DLa maison temporaire de la famille al-Madhoun à al-Mawasi, dans le sud de la bande de Gaza, ne mesure pas plus de 16 mètres carrés. C'est une tente, les murs sont en plastique gris, une fine moquette au sol, quelques matelas. Huit d'entre eux vivent ici : le père Wael al-Madhoun, 53 ans, sa femme Mona, leurs cinq fils et une fille. La famille fait la lessive et cuisine sur un petit terrain devant la tente. Ils essaient de se créer un peu d’intimité avec des bâches en plastique. Et comme il n’y a pas d’espace dans la tente elle-même, ils y entreposent également leurs vêtements et leur nourriture.
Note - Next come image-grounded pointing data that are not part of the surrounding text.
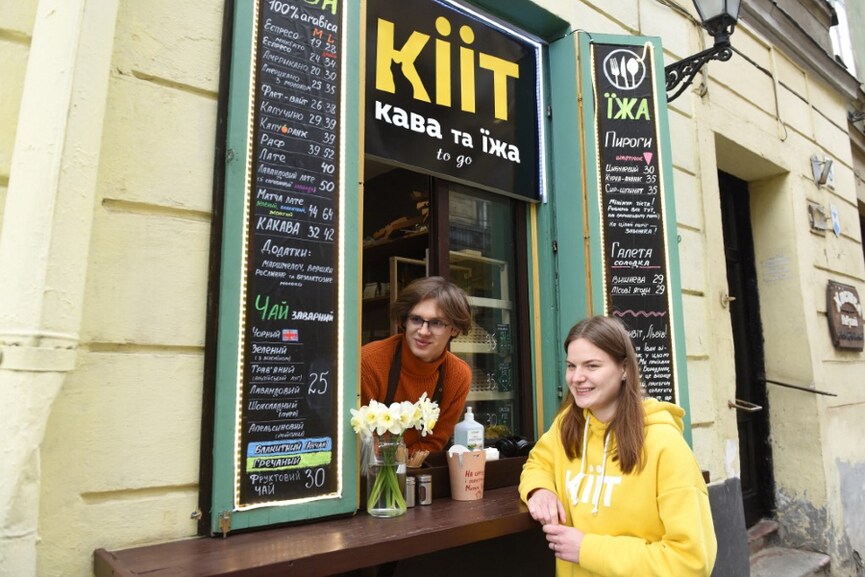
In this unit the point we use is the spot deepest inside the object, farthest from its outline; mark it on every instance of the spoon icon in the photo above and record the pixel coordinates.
(633, 68)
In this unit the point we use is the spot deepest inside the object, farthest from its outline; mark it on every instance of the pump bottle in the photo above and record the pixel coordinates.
(469, 432)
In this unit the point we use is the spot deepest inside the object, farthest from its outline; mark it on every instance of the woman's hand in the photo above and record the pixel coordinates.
(564, 541)
(545, 507)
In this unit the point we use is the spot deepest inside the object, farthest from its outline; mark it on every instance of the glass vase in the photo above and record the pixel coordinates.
(385, 476)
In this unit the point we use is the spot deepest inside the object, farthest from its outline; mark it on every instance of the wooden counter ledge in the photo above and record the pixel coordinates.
(326, 547)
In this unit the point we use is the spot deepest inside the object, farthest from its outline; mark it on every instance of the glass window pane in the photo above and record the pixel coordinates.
(482, 261)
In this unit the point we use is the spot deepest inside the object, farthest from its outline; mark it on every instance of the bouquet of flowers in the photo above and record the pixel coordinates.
(382, 427)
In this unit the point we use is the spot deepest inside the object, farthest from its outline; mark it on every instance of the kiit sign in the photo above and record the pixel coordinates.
(453, 94)
(844, 310)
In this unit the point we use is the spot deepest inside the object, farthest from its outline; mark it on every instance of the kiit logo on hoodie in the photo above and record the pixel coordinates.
(595, 484)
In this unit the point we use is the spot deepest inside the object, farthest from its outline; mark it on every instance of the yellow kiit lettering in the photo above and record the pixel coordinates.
(386, 54)
(443, 63)
(467, 71)
(502, 70)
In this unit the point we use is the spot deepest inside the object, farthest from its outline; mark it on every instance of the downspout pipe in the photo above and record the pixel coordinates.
(44, 246)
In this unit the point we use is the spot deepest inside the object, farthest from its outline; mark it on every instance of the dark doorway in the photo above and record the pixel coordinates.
(754, 450)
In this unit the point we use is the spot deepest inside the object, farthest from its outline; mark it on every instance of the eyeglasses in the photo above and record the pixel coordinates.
(436, 326)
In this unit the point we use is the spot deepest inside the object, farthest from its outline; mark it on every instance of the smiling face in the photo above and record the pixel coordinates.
(594, 379)
(425, 343)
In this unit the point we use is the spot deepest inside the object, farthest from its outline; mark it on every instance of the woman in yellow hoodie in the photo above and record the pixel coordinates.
(613, 481)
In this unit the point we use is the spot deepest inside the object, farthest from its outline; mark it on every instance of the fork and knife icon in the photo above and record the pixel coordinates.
(629, 68)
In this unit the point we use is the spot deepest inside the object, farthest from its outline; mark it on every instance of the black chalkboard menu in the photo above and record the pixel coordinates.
(636, 272)
(288, 408)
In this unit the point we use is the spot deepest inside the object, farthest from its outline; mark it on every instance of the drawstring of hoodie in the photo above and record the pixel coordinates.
(596, 498)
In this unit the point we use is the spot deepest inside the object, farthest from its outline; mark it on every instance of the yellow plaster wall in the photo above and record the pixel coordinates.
(121, 452)
(120, 459)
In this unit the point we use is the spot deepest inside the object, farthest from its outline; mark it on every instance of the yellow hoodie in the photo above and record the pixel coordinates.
(655, 522)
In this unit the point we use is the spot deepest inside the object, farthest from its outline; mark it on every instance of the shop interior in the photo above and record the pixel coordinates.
(416, 225)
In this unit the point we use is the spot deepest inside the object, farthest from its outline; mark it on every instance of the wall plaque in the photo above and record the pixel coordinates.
(844, 311)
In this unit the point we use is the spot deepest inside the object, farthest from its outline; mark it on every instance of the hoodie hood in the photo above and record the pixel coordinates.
(663, 413)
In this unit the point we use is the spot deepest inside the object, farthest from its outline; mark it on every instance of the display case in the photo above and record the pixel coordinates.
(487, 348)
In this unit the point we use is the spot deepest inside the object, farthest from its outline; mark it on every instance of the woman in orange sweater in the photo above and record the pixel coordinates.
(430, 312)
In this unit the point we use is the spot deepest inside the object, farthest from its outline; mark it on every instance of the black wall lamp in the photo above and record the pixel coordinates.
(719, 18)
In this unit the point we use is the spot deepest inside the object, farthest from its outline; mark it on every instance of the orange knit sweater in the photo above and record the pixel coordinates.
(416, 378)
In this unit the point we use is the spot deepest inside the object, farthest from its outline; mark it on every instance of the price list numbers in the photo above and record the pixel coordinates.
(635, 261)
(288, 411)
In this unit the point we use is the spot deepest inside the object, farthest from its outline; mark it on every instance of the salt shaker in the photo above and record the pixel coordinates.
(409, 491)
(424, 489)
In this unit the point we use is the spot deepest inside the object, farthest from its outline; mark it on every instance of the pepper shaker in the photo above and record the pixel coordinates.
(409, 491)
(424, 489)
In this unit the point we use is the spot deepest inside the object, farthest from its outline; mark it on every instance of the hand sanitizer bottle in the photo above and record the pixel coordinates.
(469, 433)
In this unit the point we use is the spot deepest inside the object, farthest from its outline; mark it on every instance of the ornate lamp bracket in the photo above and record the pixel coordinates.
(681, 74)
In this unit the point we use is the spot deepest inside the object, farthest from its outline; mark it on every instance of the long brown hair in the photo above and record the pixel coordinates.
(611, 336)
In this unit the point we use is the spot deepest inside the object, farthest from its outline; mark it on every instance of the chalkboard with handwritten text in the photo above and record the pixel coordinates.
(636, 272)
(288, 426)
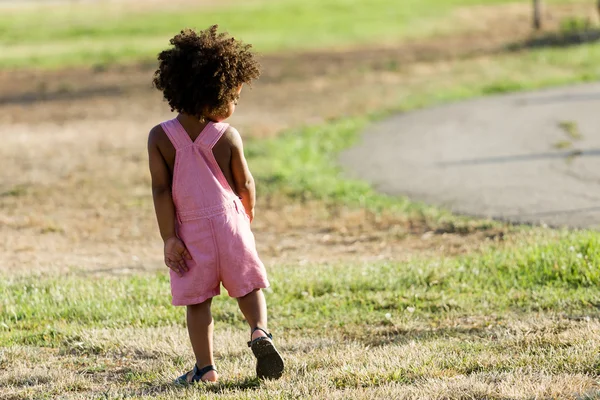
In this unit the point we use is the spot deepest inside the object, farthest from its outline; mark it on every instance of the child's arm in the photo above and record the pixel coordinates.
(242, 178)
(175, 250)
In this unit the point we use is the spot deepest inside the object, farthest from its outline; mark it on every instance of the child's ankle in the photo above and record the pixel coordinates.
(258, 333)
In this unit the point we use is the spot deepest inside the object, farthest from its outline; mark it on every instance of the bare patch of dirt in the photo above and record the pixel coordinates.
(74, 186)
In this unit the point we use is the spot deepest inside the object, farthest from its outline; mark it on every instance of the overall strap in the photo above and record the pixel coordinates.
(212, 133)
(177, 135)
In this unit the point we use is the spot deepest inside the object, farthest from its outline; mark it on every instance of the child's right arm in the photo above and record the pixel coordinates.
(174, 249)
(242, 178)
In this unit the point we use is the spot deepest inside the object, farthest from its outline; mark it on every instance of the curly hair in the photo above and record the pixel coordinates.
(202, 71)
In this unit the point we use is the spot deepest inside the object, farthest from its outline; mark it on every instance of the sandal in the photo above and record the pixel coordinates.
(269, 364)
(197, 375)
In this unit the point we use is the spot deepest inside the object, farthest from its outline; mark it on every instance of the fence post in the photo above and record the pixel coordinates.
(537, 14)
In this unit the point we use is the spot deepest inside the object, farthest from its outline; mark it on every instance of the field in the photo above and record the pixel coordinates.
(372, 296)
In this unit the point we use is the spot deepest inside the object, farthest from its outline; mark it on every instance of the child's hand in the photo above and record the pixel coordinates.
(175, 255)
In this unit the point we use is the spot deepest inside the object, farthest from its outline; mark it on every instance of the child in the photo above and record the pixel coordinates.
(204, 193)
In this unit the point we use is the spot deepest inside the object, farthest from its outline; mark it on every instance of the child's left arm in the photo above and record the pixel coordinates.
(175, 250)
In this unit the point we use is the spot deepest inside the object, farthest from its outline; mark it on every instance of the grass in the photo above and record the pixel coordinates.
(83, 34)
(479, 311)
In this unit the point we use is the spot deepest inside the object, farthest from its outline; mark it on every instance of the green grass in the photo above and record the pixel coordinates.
(96, 34)
(552, 272)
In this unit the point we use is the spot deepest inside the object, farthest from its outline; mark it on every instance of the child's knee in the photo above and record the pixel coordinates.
(200, 306)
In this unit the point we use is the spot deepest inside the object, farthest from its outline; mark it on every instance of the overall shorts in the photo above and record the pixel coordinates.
(211, 222)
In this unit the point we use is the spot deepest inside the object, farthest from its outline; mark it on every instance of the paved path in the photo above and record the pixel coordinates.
(531, 157)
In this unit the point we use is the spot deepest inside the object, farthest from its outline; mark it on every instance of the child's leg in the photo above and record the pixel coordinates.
(254, 308)
(200, 327)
Selon Mona al-Madhoun, la famille a dû fuir pour la sixième fois depuis le début de la guerre contre le Hamas après les attentats du 7 octobre. Ils sont originaires d’un quartier résidentiel appelé Sheikh Zayed, près de Beit Hanoun, au nord de Gaza. De là, ils ont fui vers le sud, d’abord vers la zone métropolitaine de Jabalia, puis vers le centre de la bande de Gaza jusqu’à Az-Zawaida, de là vers la ville méridionale de Khan Younis et de là enfin vers Rafah. Comme plus d'un million d'autres personnes qui ont suivi les appels de l'armée israélienne à évacuer le nord et le centre de Gaza et se sont retrouvées à Rafah.
Le parcours de la famille al-Madhoun montre également les différentes phases de la guerre et le parcours de l'armée israélienne : du nord, où l'offensive a commencé, jusqu'à l'extrême sud de la bande de Gaza.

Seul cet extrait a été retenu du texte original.